An exciting development occurred in my kitchen over the weekend: we have a new fridge! Well, a new-to-us fridge, but it has still made me so very happy! We have a door with shelves that stays shut overnight, no duct tape in sight, and no gross mold or rust. The little things in life that make you so happy… A quick shout out to my adopted family for their generous gift! My cousin read my brief complaint in a previous blog post, who told my aunt, who called to offer me the extra fridge they had in their basement! After a lot of coordinating and a few friends with a truck and brute strength, we got the fridge transferred! We learned a little bit about ourselves during the food transfer process: we seem to have a selective memory loss for mustard acquisition, since we somehow ended up with 6 bottles of yellow mustard (both of us are vegetarians and neither of us use yellow mustard, so figure that one out…) I also discovered my frozen food horde. My tendency to freeze leftovers for “too busy to cook” nights has caught up with me! I could feed a small army with the number of meals I have frozen away. Okay, maybe not an army, but definitely myself for a few weeks! To cut down the stash, I am eating whatever vegan meals I have frozen away! This is a glimpse of things I have eaten from my freezer this week, not all necessarily on a certain day. Hopefully my horde will be gone soon so I can freeze away new recipes! ;) All pictures are originals from the recipe posts, since frozen leftovers don’t make for the most photogenic of food days.

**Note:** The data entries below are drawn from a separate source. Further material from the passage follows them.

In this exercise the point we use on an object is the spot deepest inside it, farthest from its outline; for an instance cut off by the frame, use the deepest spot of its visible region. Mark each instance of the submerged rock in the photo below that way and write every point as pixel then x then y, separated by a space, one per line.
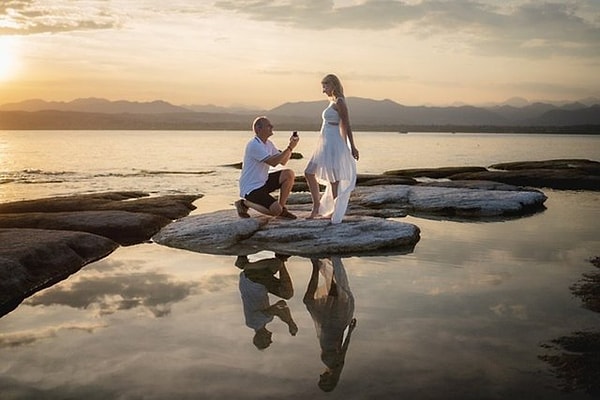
pixel 32 259
pixel 125 217
pixel 44 241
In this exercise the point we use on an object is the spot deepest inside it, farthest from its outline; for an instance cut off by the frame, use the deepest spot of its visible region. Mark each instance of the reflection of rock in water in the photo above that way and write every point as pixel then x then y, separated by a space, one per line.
pixel 578 363
pixel 153 291
pixel 588 289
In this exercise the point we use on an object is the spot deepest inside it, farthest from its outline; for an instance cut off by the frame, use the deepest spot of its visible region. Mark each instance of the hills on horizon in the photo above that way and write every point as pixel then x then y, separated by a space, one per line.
pixel 365 114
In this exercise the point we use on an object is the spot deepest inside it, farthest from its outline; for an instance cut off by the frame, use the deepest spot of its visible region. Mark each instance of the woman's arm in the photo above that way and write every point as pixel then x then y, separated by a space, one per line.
pixel 345 127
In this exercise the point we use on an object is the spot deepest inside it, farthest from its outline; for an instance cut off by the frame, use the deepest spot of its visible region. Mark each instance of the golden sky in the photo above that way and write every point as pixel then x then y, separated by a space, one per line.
pixel 261 53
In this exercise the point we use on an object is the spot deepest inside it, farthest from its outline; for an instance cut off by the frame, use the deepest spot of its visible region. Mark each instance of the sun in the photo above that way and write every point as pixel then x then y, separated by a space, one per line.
pixel 8 58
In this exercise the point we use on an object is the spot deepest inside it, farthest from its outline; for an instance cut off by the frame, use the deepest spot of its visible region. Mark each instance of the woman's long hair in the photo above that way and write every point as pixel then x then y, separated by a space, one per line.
pixel 338 89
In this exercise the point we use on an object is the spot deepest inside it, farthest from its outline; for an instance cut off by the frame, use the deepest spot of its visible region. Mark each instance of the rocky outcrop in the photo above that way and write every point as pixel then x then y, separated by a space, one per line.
pixel 125 217
pixel 474 201
pixel 470 200
pixel 361 232
pixel 223 232
pixel 125 228
pixel 32 259
pixel 171 207
pixel 44 241
pixel 563 174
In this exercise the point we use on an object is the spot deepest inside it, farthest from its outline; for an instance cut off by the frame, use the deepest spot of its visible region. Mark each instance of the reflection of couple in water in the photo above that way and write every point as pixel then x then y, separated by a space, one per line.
pixel 257 280
pixel 331 306
pixel 328 299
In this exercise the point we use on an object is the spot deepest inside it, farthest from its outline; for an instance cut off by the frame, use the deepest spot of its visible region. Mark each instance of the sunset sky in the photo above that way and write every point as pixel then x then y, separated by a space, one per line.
pixel 261 53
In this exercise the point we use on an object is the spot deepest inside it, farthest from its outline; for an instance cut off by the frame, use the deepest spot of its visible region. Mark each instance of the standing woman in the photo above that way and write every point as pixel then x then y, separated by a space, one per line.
pixel 333 161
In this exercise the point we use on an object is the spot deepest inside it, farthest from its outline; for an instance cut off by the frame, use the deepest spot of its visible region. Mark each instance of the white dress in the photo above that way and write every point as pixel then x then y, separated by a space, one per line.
pixel 332 161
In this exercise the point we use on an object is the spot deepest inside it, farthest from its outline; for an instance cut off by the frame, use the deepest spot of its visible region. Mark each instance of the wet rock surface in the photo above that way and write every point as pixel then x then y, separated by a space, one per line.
pixel 44 241
pixel 223 232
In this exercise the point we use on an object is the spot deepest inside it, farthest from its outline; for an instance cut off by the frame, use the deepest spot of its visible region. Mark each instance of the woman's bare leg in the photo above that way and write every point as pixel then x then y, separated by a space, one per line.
pixel 315 194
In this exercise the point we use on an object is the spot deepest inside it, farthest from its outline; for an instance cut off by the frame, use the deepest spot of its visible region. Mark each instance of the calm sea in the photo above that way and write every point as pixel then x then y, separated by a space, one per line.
pixel 465 315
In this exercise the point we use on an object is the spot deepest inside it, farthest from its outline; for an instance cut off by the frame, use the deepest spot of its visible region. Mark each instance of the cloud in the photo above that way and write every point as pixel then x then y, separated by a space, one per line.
pixel 522 29
pixel 29 17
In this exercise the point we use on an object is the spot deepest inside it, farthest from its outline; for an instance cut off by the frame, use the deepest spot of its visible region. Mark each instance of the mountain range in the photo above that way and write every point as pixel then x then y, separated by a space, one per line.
pixel 366 114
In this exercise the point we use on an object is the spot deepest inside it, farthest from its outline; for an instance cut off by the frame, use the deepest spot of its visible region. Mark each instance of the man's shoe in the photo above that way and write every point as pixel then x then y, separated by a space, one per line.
pixel 241 209
pixel 286 214
pixel 241 261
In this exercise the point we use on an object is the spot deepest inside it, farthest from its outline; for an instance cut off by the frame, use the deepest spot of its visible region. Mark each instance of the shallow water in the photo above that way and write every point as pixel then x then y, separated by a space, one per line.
pixel 464 315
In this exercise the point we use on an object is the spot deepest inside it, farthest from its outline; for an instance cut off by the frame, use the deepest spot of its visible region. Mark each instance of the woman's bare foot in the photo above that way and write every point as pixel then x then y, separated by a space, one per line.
pixel 314 213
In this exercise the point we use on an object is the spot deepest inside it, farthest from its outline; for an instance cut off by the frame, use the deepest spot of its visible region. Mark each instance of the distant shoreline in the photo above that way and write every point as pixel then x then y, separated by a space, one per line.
pixel 68 120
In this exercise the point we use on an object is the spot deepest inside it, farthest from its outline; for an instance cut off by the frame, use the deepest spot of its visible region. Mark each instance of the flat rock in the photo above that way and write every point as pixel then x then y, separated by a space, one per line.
pixel 565 174
pixel 32 259
pixel 223 232
pixel 434 173
pixel 169 206
pixel 473 200
pixel 125 217
pixel 43 241
pixel 562 179
pixel 125 228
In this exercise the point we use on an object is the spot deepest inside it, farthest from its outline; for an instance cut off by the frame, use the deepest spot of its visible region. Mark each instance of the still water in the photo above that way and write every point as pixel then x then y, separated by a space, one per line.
pixel 465 315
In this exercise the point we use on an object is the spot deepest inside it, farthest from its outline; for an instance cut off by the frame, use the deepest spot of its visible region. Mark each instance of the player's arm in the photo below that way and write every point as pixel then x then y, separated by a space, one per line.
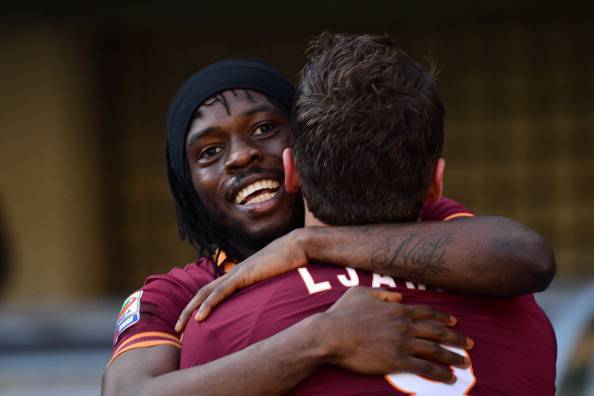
pixel 482 255
pixel 366 331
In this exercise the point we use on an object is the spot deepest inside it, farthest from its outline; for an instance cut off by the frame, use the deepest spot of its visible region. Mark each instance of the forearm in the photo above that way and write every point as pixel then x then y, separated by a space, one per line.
pixel 482 255
pixel 272 366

I have at least 4 frozen bananas, and a bunch of frozen blueberries, so I decided to make smoothies the last few mornings! I based my smooth off of Angela’s classic green monster, the only change being a handful of blueberries and a bit of agave. Warning: the blueberries make the smoothie a weird black color, but it tastes even better! Though I am normally not a smoothie person because I like to chew my breakfast, this is very filling, and is a good way to get some extra green stuff in your day with the hidden spinach.
I made these Curried Potatoes and Peas a while back, and broke out the frozen leftovers for lunch! Enjoyed with a piece of flatbread, this made for an excellent lunch during a busy day at school! Plus, it made for a very easy morning, since I just had to grab the container from my freezer and go!

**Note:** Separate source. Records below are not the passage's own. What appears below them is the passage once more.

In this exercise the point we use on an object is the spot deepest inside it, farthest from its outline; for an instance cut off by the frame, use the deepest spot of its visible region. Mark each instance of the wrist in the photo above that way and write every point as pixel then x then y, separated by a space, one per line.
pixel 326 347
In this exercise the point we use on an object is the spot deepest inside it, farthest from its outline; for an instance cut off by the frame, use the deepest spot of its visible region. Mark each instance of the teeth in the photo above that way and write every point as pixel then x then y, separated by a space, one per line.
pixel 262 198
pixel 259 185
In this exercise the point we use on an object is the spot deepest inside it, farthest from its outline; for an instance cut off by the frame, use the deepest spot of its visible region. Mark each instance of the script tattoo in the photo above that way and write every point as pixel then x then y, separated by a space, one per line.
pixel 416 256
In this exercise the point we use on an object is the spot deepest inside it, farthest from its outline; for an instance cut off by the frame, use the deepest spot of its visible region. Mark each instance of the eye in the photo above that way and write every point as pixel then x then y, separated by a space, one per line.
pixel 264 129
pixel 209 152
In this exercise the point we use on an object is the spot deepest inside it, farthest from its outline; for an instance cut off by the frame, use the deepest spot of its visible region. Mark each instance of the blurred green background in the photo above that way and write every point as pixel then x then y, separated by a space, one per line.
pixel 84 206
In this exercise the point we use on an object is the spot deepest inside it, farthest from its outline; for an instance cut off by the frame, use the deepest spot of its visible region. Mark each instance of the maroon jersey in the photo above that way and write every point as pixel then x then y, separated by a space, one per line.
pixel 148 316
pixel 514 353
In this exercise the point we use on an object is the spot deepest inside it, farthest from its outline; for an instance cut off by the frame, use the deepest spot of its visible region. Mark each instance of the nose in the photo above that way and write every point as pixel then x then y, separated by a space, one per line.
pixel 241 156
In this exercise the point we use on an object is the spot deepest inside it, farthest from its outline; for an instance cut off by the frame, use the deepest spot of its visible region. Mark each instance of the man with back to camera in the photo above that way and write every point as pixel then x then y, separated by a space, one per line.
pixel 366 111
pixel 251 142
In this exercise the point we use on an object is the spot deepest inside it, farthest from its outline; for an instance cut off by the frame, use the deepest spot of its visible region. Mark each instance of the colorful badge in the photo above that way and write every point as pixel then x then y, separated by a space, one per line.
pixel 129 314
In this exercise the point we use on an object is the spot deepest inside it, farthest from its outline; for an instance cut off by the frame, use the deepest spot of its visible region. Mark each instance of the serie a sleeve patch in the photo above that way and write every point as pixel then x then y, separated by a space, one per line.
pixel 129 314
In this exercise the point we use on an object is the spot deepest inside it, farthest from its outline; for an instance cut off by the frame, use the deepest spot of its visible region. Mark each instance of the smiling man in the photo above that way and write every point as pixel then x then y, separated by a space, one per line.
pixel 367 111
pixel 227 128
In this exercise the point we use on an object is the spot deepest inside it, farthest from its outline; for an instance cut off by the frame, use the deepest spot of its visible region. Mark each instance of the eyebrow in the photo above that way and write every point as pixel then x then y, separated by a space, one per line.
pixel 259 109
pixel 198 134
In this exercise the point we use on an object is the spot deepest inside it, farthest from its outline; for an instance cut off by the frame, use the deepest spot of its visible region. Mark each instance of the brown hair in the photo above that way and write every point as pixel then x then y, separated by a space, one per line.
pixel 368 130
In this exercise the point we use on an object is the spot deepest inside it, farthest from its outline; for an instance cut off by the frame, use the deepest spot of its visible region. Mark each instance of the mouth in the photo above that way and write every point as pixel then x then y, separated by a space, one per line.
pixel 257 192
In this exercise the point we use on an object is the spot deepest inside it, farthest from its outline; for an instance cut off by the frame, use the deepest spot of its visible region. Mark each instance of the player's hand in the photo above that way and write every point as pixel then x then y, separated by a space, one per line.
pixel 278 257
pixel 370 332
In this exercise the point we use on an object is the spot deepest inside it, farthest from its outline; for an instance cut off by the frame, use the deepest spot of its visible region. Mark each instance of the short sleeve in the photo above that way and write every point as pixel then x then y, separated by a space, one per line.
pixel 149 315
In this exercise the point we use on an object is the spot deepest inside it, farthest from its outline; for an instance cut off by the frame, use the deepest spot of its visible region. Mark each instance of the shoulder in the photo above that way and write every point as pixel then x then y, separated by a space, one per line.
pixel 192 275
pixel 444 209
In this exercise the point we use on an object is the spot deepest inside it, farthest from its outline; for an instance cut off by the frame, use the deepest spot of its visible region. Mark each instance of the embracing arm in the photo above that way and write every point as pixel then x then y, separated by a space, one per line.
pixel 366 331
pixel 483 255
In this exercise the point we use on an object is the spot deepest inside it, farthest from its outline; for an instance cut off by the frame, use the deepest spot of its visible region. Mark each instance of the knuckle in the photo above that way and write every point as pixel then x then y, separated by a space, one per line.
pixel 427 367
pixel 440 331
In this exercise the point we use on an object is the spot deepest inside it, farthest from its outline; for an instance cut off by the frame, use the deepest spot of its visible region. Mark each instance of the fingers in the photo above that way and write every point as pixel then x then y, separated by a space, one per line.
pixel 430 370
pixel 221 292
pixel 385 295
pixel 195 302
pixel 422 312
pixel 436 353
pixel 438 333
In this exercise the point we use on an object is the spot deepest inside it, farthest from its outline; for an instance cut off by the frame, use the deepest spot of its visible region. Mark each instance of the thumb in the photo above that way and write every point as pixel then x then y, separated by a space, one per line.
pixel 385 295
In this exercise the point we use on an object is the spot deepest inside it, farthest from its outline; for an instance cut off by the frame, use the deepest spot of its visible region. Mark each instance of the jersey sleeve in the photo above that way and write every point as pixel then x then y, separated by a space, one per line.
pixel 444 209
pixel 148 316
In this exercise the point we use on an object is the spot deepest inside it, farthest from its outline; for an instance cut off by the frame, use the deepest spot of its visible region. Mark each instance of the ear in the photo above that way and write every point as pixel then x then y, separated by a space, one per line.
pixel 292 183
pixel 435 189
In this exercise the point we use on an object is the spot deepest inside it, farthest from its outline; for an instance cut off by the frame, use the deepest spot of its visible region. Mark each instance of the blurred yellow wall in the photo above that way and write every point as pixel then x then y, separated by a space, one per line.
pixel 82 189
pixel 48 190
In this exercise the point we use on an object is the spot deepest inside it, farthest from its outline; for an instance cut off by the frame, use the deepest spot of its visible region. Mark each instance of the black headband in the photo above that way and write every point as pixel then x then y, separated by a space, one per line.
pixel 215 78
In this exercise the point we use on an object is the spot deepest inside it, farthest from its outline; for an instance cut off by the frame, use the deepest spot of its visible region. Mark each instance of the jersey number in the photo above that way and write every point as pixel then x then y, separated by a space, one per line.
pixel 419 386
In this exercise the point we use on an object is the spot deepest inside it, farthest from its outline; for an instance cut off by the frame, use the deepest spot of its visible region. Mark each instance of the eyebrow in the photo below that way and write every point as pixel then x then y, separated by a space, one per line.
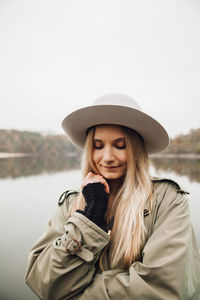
pixel 116 140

I made Thai Carrot Soup during our cold snap in October, and froze more than half of the recipe away. There are at least 4 containers in my freezer, so I needed to make a dent in it! Good thing it is thickened with coconut milk, so it is friendly to my vegan challenge this month!
Question: Are you a food hoarder? What one item do you always have in your fridge/freezer/pantry?